Background: Components of the mitogen-activated protein kinase (MAPK) cascade have been implicated in apoptotic regulation. This study used gene expression profiling analysis to identify and implicate mitogen-activated protein kinase kinase (MEK5)-BMK1 (big mitogen-activated kinase-1)/extracellular signal related protein kinase (ERK5) pathway as a novel target involved in chemoresistance.
Methods: Differential gene expression between apoptotically sensitive (APO+) and apoptotically resistant (APO-) MCF-7 cell variants was determined by using microarray and confirmed by reverse transcriptase- polymerase chain reaction (RT-PCR). An apoptotic/viability reporter gene assay was used to deter-mine the effects of the transfection of a dominant-negative mutant of BMK1 (BMK1/DN) in conjunction with apoptotic-inducing agents (etoposide, tumor necrosis factor-alpha [TNF], or TNF-related apoptosis-inducing ligand [TRAIL]), with or without phorbol ester (PMA).
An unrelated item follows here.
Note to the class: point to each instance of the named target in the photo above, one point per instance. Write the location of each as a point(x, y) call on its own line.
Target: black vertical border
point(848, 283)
Results: Of the 1186 genes detected through microarray analysis, MEK5 was increased 22-fold in APO- cells. Overexpression of MEK5 was confirmed by using RT-PCR analysis. Expression of BMK1/DN alone resulted in a dose-dependent increase in cell death versus control (P <.05). In addition, BMK1/DN enhanced the sensitivity of MCF-7 cells to treatment-induced cell death (P <.05). The ability of PMA to partially suppress TRAIL- and TNF-induced cell death was inhibited by BMK1/DN. However, only TRAIL-induced activity suppression reached statistical significance (P <.05).
Conclusions: The overexpression of MEK5 in APO- MCF-7 breast carcinoma cells shows that this MAPK signaling protein represents a potent survival molecule. Molecular inhibition of MEK5 signaling may represent a mechanism for sensitizing cancer cells to chemotherapeutic regimens.